I’ve been reading, yeah I read too much, about the benefits of almonds. They are really good for you, but I’m not a huge fan of just eating plain almonds. I also learned that half the flour in baked goods can be swapped for ground almonds or almond meal and the integrity of the baked good stays in tack. So, I set out to do some experimenting in the kitchen last weekend.
I took my favorite chocolate chip cookie recipe and swapped out half the flour for almond meal to see what happened. It was scrumptious! In fact, I didn’t tell anyone that I had done it and no one could tell. Everyone loved the cookies and said they were awesome. I had one person say they were better than my other chocolate chip cookies. I just secretly giggled to myself.
So, if you aren’t too adventurous then just put back in the flour and take out the almond meal, but I promise you will love these cookies! Can’t find almond meal, buy raw almonds and process in the food processor until finely ground. However, don’t go to far or you will end up with almond butter. Still good, but not good for this recipe.

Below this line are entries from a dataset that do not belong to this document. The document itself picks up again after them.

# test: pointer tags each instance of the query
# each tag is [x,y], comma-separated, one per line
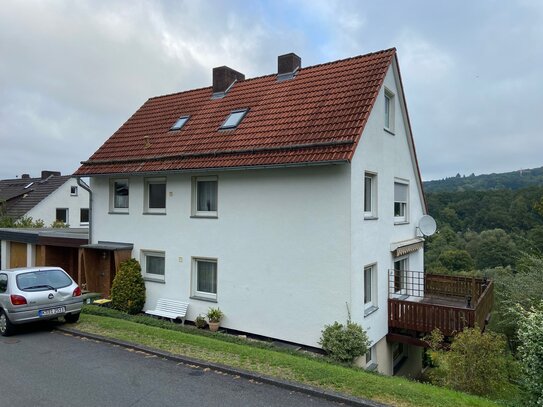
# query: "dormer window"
[234,119]
[180,123]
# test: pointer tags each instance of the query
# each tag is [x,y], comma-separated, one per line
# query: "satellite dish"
[427,225]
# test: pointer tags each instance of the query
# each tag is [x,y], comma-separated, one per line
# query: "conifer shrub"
[343,343]
[128,288]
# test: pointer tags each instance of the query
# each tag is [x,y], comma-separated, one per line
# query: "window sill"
[370,310]
[193,297]
[154,280]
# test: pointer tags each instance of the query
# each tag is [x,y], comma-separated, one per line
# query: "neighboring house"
[52,197]
[290,201]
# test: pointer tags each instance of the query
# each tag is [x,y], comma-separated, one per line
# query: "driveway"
[43,367]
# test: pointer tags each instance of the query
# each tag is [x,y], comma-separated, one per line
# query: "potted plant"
[214,316]
[200,322]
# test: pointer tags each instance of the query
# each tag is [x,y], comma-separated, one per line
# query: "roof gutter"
[87,188]
[215,153]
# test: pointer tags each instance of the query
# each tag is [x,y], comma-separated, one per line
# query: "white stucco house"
[287,200]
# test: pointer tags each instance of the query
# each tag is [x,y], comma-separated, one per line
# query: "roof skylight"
[180,123]
[234,119]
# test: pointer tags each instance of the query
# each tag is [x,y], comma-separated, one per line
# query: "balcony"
[418,303]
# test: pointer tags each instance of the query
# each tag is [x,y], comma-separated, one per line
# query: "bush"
[128,288]
[476,363]
[344,342]
[530,351]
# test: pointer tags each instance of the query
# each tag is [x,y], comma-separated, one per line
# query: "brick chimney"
[46,174]
[224,77]
[288,63]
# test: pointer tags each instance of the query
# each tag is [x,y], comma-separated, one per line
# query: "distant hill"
[506,180]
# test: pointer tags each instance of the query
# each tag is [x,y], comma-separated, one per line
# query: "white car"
[37,293]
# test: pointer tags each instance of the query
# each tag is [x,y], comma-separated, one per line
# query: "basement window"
[180,123]
[234,119]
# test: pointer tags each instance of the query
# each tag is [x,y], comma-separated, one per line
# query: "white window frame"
[371,305]
[403,276]
[371,212]
[147,195]
[203,295]
[144,253]
[389,110]
[371,360]
[67,213]
[403,217]
[195,211]
[80,220]
[112,207]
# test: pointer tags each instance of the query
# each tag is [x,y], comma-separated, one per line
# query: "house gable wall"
[281,241]
[61,198]
[390,157]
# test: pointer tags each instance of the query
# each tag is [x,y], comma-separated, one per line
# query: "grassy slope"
[305,369]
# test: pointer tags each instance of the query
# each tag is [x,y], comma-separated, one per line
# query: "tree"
[530,351]
[456,260]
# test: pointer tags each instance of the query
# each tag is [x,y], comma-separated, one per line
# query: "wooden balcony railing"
[444,305]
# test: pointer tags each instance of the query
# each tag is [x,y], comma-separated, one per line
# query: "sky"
[72,72]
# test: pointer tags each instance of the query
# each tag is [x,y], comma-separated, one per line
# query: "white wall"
[389,156]
[61,198]
[281,240]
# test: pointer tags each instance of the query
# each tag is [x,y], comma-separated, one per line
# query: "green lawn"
[265,359]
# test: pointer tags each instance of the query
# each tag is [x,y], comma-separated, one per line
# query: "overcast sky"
[72,72]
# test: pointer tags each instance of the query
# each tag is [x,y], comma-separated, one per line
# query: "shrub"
[476,362]
[530,351]
[214,314]
[200,322]
[344,342]
[128,288]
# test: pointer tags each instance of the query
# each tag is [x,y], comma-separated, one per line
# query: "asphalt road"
[43,367]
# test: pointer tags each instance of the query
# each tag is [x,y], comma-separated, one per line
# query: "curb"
[298,387]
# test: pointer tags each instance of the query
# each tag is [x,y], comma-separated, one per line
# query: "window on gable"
[61,215]
[205,196]
[400,276]
[155,195]
[204,278]
[180,123]
[234,119]
[389,111]
[370,289]
[153,265]
[401,193]
[119,189]
[84,216]
[370,195]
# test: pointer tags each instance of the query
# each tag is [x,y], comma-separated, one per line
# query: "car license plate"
[51,311]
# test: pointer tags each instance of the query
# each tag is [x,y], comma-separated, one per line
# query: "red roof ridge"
[384,51]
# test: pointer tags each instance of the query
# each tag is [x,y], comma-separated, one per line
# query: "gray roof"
[20,195]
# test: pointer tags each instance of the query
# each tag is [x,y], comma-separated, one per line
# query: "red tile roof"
[316,117]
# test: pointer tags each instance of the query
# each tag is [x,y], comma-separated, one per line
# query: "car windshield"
[43,280]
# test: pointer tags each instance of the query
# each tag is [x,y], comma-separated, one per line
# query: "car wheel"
[71,318]
[6,327]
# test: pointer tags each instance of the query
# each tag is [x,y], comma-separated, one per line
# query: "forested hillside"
[507,180]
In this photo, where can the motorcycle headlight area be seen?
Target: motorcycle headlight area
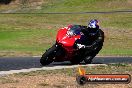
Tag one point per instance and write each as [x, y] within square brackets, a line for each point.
[70, 33]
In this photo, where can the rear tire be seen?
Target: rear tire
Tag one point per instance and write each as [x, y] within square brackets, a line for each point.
[48, 56]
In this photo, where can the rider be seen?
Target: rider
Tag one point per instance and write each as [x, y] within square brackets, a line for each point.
[93, 40]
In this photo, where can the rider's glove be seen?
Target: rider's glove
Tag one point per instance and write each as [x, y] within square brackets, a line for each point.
[80, 46]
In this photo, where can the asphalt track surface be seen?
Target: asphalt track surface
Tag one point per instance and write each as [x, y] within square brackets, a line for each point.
[18, 63]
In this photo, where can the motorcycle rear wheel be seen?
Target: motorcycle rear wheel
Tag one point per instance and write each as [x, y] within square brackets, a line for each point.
[88, 59]
[48, 56]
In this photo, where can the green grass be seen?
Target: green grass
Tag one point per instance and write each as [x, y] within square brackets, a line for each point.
[32, 34]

Since this recipe is a bit different I thought I would share some pictures of the process. Let me know if you like this new feature.
Scrumptious Chocolate Chip Cookies
- 1/2 cup + 2 tbls butter, softened
- 1/2 cup sugar
- 1/2 cup brown sugar
- 1 egg
- 1 tsp pure vanilla extract
- 3/4 cup flour
- 3/4 cup almond meal
- 1/2 tsp baking soda
- 1/2 tsp salt
- 1 cup chocolate chips
- Preheat oven to 350F. In a mixer, combine butter and sugars until light and creamed well. Add remaining ingredients, expect chocolate chips. Mix until well combined. Dough will be thick. Add chocolates and incorporate by hand.
- Prepare a baking sheet with non-stick cooking spray or parchment paper. Drop by 1 1/2 tablespoonfuls (or use a #40 cookie scoop) onto prepared pan leaving 2 inch spaces between cookies. Bake for 12-15 minutes or until cookies are just starting to set.